Visioconférence organisée par l’Institut de l’Océan de l’Alliance Sorbonne Université, le 3 juin 2021 et illustrée par de nombreuses cartes commentées. Intervenant : Hervé Baudu, Professeur en Chef de l’Enseignement maritime à l’Ecole Nationale Supérieure Maritime de Marseille, Membre de l’Académie de Marine. Synthèse réalisée par Marie-Caroline Reynier pour Diploweb.com. Revue et validée par Hervé Baudu.
Synthèse par Marie-Caroline Reynier pour Diploweb.com
En préambule, H. Baudu déconstruit 3 idées fausses qui circulent au sujet de l’Arctique. En effet, les routes maritimes passant par l’océan Arctique ne sont pas appelées à se substituer à celles passant par le canal de Suez ou de Panama car elles sont gelées 6 mois par an. De plus, il n’y pas de ruée vers les hydrocarbures en Arctique car ils sont situés dans des domaines souverains et ne suscitent donc pas de concurrence. Enfin, on ne peut pas parler de conflit en Arctique mais plutôt de tensions. Le climat de discussion apaisé au Conseil de l’Arctique depuis la présidence russe ayant débuté en mai 2021 le prouve.
A la différence de l’Antarctique qui est un continent entouré de mers, l’Arctique est un océan entouré de continents. Il s’agit donc d’un espace fermé sur le plan géographique, physique et réglementaire, ce qui peut expliquer les tensions portant sur l’utilisation des espaces maritimes. L’Arctique est gelé 6 mois par an, en raison de la nuit polaire. Au printemps, au début de la fonte de la banquise, les courants en océan Arctique favorise les eaux libres de glaces le long de la côte russe et embâcle plutôt dans les espaces de l’archipel canadien. Le réchauffement climatique en océan Arctique est 3 fois plus important que sur le reste de la planète. Depuis le début des observations par satellite de la banquise arctique en 1979, cette dernière fond au rythme de 12,8 % en moyenne par décennie. La banquise perd environ 8% de sa superficie par décennie depuis 1980. Son épaisseur moyenne est passée de 3,6 mètres à 1,25 mètres sur la même période de temps.
Il existe 3 routes maritimes en Arctique. Le passage Nord-Est est compris entre les détroits de Kara et de Béring. Le passage Nord-Ouest le long des côtes canadiennes est praticable 1 mois par an (de fin août à fin septembre). Enfin, la route transpolaire, route théorique, est idéalement la plus courte entre le Pacifique Nord et l’Atlantique Nord.

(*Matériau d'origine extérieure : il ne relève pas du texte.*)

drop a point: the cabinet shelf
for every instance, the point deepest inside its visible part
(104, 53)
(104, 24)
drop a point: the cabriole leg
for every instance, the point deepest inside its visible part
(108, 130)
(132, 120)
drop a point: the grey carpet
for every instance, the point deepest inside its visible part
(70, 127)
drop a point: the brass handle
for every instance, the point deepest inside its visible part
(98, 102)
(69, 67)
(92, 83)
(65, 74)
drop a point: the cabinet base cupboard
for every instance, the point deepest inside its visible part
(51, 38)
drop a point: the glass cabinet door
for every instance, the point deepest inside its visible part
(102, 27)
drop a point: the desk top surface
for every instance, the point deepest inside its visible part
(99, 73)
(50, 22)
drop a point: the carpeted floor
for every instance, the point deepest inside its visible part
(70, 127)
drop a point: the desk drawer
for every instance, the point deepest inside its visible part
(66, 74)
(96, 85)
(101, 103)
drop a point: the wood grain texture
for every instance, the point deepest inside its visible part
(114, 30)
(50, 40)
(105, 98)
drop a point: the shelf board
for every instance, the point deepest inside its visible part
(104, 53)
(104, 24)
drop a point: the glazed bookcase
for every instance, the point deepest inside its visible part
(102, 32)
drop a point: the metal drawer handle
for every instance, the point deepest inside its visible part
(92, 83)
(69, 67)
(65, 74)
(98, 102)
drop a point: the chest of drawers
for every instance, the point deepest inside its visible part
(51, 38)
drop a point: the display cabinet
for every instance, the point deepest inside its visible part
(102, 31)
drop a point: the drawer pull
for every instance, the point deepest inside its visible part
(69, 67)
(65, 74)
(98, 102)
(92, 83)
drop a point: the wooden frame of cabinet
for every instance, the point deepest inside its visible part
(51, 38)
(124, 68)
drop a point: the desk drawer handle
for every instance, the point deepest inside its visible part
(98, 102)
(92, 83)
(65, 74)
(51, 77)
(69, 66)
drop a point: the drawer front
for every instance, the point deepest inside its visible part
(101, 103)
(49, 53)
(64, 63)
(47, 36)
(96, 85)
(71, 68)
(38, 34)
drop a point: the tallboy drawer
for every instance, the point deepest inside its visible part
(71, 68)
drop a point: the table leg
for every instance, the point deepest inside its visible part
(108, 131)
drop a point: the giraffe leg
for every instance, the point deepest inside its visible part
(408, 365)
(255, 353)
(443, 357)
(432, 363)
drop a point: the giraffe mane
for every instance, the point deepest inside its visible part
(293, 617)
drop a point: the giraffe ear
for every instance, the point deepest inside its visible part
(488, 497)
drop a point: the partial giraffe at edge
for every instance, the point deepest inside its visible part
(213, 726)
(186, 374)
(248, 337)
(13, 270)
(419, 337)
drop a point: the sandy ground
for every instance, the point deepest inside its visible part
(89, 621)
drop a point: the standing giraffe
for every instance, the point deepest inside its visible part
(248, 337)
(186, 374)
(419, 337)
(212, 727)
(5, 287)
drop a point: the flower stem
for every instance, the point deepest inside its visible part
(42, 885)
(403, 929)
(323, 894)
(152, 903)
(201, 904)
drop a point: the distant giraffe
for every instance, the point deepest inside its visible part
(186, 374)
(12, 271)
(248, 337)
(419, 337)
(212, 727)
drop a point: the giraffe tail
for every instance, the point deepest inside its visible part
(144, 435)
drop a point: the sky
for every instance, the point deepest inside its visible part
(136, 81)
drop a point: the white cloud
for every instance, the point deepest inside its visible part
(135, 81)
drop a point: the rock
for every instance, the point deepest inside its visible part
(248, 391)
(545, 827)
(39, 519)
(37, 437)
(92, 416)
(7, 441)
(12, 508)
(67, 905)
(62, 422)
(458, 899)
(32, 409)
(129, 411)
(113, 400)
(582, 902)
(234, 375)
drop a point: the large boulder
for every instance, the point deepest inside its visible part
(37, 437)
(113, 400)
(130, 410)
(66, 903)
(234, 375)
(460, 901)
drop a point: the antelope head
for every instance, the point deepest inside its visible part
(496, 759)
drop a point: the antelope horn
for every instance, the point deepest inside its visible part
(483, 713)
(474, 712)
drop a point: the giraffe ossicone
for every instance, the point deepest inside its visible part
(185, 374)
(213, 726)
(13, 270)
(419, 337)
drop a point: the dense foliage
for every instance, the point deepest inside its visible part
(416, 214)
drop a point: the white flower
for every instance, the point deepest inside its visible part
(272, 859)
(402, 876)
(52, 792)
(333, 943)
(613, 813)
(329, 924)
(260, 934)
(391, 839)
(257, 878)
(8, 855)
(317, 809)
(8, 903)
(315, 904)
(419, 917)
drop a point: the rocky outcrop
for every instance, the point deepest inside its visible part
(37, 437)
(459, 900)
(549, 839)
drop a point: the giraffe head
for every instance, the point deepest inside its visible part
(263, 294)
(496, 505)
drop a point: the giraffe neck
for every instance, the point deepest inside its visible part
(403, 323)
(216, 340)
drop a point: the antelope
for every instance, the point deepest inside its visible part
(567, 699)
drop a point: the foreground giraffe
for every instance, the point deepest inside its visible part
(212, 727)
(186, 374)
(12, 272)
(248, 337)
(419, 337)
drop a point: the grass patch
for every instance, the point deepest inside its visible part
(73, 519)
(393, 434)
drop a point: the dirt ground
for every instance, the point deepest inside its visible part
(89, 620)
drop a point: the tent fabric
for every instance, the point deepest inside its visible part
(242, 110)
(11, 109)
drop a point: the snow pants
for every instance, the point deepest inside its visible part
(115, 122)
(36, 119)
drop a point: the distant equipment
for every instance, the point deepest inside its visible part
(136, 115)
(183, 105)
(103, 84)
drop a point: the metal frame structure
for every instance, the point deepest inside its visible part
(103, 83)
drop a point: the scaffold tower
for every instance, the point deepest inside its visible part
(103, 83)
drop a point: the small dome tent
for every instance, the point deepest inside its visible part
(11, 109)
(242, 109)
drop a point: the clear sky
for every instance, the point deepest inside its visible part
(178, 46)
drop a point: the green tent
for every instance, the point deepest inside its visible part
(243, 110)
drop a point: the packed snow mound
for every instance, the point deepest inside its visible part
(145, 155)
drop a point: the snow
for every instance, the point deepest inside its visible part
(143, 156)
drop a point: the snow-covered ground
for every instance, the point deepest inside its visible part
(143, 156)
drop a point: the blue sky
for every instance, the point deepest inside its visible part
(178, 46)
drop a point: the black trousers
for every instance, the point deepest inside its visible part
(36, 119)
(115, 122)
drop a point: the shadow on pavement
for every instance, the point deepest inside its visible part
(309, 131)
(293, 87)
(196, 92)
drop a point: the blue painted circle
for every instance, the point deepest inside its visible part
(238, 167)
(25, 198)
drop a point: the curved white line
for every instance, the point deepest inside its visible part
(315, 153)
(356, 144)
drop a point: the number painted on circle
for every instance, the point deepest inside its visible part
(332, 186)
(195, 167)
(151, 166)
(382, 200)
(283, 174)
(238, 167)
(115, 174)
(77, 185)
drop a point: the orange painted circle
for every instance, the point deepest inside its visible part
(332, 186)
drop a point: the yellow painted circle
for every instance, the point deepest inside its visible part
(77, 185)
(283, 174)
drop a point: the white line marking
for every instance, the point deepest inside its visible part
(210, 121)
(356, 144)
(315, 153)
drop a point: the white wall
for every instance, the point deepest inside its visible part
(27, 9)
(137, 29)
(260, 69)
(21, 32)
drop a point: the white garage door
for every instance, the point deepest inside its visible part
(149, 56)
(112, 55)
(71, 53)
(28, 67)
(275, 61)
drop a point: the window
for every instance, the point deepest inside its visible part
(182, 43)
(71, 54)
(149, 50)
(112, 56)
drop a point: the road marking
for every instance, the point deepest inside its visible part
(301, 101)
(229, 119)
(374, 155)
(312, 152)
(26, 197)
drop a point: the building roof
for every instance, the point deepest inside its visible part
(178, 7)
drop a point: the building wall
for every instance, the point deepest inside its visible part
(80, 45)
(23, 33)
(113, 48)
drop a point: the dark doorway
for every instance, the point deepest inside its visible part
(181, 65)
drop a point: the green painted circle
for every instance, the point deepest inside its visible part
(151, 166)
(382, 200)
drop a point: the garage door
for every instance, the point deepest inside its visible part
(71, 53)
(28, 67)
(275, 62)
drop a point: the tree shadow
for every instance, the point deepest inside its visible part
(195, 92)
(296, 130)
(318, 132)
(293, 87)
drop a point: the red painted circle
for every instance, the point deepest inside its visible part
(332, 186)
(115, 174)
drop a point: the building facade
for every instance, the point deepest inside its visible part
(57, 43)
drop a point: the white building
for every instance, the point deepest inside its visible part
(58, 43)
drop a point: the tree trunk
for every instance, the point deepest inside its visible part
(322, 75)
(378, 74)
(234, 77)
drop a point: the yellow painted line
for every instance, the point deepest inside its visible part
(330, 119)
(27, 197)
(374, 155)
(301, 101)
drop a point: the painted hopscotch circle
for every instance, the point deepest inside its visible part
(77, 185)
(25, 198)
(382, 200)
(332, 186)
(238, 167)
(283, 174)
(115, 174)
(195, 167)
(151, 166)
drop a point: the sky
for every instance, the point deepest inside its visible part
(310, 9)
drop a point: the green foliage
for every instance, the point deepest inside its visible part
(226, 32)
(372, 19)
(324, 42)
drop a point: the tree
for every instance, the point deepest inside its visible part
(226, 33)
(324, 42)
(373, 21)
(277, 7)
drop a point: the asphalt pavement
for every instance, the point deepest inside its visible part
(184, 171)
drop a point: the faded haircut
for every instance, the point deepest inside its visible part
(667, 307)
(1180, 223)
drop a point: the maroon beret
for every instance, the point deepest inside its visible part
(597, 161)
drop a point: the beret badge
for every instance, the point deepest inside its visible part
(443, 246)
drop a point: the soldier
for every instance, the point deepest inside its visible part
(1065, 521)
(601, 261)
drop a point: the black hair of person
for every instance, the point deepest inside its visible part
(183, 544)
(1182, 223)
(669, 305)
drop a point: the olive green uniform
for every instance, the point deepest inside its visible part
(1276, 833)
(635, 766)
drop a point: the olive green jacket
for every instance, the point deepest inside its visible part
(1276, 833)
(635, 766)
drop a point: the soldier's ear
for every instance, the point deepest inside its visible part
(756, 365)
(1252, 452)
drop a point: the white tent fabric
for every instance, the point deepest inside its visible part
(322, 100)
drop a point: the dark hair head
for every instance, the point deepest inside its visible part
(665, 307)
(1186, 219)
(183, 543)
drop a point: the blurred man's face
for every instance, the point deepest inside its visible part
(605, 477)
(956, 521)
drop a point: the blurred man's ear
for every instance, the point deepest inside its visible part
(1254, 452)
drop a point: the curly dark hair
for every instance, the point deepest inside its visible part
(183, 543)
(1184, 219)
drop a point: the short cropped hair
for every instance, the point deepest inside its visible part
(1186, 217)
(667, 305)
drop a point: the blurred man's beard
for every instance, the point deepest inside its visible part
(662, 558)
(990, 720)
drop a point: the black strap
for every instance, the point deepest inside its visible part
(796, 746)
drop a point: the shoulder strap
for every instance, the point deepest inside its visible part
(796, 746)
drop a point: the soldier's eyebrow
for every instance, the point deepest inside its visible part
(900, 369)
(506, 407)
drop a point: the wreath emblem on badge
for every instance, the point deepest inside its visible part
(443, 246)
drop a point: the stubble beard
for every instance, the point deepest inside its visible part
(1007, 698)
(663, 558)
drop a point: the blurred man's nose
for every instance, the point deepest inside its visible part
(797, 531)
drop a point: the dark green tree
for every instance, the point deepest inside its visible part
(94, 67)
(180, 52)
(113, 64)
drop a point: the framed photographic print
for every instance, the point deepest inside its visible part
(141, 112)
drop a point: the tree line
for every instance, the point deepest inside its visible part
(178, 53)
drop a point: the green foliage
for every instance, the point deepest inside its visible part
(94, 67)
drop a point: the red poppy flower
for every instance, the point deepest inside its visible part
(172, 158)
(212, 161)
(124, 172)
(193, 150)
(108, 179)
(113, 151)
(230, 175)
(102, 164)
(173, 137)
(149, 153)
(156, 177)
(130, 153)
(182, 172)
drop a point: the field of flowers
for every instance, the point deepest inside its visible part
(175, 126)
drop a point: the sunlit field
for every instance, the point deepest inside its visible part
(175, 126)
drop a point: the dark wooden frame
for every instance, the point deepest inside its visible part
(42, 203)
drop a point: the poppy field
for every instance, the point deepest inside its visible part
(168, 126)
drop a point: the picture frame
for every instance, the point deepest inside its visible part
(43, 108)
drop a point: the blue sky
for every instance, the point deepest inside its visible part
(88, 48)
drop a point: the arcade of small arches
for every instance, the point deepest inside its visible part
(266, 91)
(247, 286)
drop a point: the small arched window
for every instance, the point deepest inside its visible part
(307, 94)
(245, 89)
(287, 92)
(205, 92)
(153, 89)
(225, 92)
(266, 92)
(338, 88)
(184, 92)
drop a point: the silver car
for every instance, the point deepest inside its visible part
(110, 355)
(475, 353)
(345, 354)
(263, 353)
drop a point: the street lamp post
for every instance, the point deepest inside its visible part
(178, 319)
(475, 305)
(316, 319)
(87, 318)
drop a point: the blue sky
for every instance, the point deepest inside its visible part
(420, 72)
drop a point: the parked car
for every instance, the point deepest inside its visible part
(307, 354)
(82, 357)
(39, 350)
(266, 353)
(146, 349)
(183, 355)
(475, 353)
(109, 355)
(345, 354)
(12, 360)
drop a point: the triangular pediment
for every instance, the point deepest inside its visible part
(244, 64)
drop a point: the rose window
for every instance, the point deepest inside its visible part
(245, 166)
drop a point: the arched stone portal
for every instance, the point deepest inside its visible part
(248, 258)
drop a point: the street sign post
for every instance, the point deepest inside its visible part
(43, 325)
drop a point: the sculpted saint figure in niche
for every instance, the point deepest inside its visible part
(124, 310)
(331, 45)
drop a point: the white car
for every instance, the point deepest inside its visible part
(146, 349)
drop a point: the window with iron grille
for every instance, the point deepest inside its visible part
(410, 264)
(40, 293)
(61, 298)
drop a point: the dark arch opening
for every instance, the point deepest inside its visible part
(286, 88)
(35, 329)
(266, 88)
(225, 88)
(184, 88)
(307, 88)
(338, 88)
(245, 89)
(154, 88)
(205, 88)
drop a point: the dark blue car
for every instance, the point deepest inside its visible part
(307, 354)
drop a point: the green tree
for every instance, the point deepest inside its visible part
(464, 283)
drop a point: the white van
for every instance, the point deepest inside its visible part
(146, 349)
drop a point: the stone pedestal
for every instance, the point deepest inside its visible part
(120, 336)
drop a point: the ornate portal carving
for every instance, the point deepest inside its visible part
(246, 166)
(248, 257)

Le tracé des eaux intérieures où les Etats côtiers sont souverains suscite des revendications. La Russie s’est arrogée des eaux intérieures dans les détroits de Vilkitsky, et de Kara et demandent donc une autorisation aux navires souhaitant y transiter. Le Canada a fait de même en considérant tout l’archipel comme eau intérieure, ce que conteste les Etats-Unis qui l’identifie comme des eaux archipélagiques avec libre passage. Ce cas n’a pas été porté devant le tribunal des Nations-Unies en raison du faible enjeu maritime : 40 navires transitent de manière continue entre le détroit de Béring et la mer de Barents par an soit l’équivalent du trafic maritime par le canal de Suez par jour.
Dans les eaux territoriales jusqu’à la limite des 12 milles, un navire étranger jouit d’un droit de passage inoffensif sans entrave. La navigation doit y être rapide et continue.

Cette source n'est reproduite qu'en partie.